The Vefa Küçük Swimming Pool is a semi-Olympic-sized swimming pool on the Fenerbahçe Isle. The pool was built by the former vice president Vefa Küçük and opened on 16 July 1999, and serves the swimming department.
There is also an Olympic-sized swimming pool located on the Fenerbahçe Isle, which was opened in 2004. The pool is also used by the swimming department of the club.

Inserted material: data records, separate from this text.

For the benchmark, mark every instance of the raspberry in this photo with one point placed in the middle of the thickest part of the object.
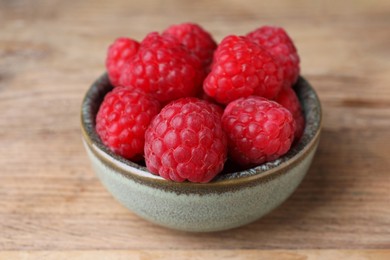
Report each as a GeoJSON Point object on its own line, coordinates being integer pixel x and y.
{"type": "Point", "coordinates": [163, 68]}
{"type": "Point", "coordinates": [258, 130]}
{"type": "Point", "coordinates": [122, 119]}
{"type": "Point", "coordinates": [196, 39]}
{"type": "Point", "coordinates": [288, 99]}
{"type": "Point", "coordinates": [185, 141]}
{"type": "Point", "coordinates": [119, 53]}
{"type": "Point", "coordinates": [280, 45]}
{"type": "Point", "coordinates": [242, 68]}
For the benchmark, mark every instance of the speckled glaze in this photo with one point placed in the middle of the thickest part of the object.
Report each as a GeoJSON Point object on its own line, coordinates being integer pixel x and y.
{"type": "Point", "coordinates": [232, 199]}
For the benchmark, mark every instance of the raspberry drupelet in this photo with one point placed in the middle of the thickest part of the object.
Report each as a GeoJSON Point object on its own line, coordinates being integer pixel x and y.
{"type": "Point", "coordinates": [242, 68]}
{"type": "Point", "coordinates": [258, 130]}
{"type": "Point", "coordinates": [279, 44]}
{"type": "Point", "coordinates": [163, 68]}
{"type": "Point", "coordinates": [185, 141]}
{"type": "Point", "coordinates": [122, 119]}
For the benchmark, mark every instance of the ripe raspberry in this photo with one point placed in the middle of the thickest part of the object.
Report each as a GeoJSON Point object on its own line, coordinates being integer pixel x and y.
{"type": "Point", "coordinates": [122, 119]}
{"type": "Point", "coordinates": [242, 68]}
{"type": "Point", "coordinates": [163, 68]}
{"type": "Point", "coordinates": [118, 54]}
{"type": "Point", "coordinates": [196, 39]}
{"type": "Point", "coordinates": [185, 141]}
{"type": "Point", "coordinates": [258, 130]}
{"type": "Point", "coordinates": [288, 99]}
{"type": "Point", "coordinates": [280, 45]}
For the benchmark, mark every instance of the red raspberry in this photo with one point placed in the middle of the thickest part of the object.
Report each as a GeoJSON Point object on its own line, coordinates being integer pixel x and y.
{"type": "Point", "coordinates": [258, 130]}
{"type": "Point", "coordinates": [185, 141]}
{"type": "Point", "coordinates": [122, 120]}
{"type": "Point", "coordinates": [196, 39]}
{"type": "Point", "coordinates": [280, 45]}
{"type": "Point", "coordinates": [163, 68]}
{"type": "Point", "coordinates": [242, 68]}
{"type": "Point", "coordinates": [119, 53]}
{"type": "Point", "coordinates": [288, 99]}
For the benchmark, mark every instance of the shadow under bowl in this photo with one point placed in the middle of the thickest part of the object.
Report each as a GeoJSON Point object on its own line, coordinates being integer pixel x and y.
{"type": "Point", "coordinates": [232, 199]}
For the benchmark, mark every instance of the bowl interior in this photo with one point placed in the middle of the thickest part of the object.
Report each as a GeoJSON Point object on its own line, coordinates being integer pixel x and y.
{"type": "Point", "coordinates": [306, 94]}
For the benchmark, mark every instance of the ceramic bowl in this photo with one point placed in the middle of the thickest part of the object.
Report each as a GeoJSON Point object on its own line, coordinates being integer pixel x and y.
{"type": "Point", "coordinates": [232, 199]}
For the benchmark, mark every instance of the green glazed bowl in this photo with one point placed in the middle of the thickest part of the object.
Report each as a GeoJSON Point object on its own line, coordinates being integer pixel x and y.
{"type": "Point", "coordinates": [232, 199]}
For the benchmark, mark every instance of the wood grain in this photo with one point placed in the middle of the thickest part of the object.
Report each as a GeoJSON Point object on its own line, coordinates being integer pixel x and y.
{"type": "Point", "coordinates": [202, 254]}
{"type": "Point", "coordinates": [51, 201]}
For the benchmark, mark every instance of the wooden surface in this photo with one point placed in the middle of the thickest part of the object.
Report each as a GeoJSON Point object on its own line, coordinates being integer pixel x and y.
{"type": "Point", "coordinates": [53, 206]}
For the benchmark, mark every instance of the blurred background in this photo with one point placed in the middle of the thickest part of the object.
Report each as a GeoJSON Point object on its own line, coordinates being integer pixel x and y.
{"type": "Point", "coordinates": [52, 50]}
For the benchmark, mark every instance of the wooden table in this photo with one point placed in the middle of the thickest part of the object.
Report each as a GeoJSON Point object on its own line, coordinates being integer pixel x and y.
{"type": "Point", "coordinates": [53, 206]}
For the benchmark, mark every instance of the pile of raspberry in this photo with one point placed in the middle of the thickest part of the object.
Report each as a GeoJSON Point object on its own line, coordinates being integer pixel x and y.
{"type": "Point", "coordinates": [185, 104]}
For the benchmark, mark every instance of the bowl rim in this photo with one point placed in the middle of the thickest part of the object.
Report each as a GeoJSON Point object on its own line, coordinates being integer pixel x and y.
{"type": "Point", "coordinates": [138, 173]}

The Fikirtepe Facilities are located in Fikirtepe, Kadıköy. They opened on 1 July 1998 and serve the development of the youth football departments.

Fenerbahçe Museum 
The Fenerbahçe Museum (Turkish: Fenerbahçe Müzesi) is devoted to the history of the club. Founded in 1908 by Ali Rıza Bey, the museum is housed in the Şükrü Saracoğlu Stadium. Many of the trophies won by the club are on display there. There are 426 trophies on exhibition out of approximately 3.000 trophies won.

Other facilities 
The club's headquarters were initially located on the Fenerbahçe Isle near to the stadium. In 2006, the headquarters moved into the stadium to gather all the sections under one roof.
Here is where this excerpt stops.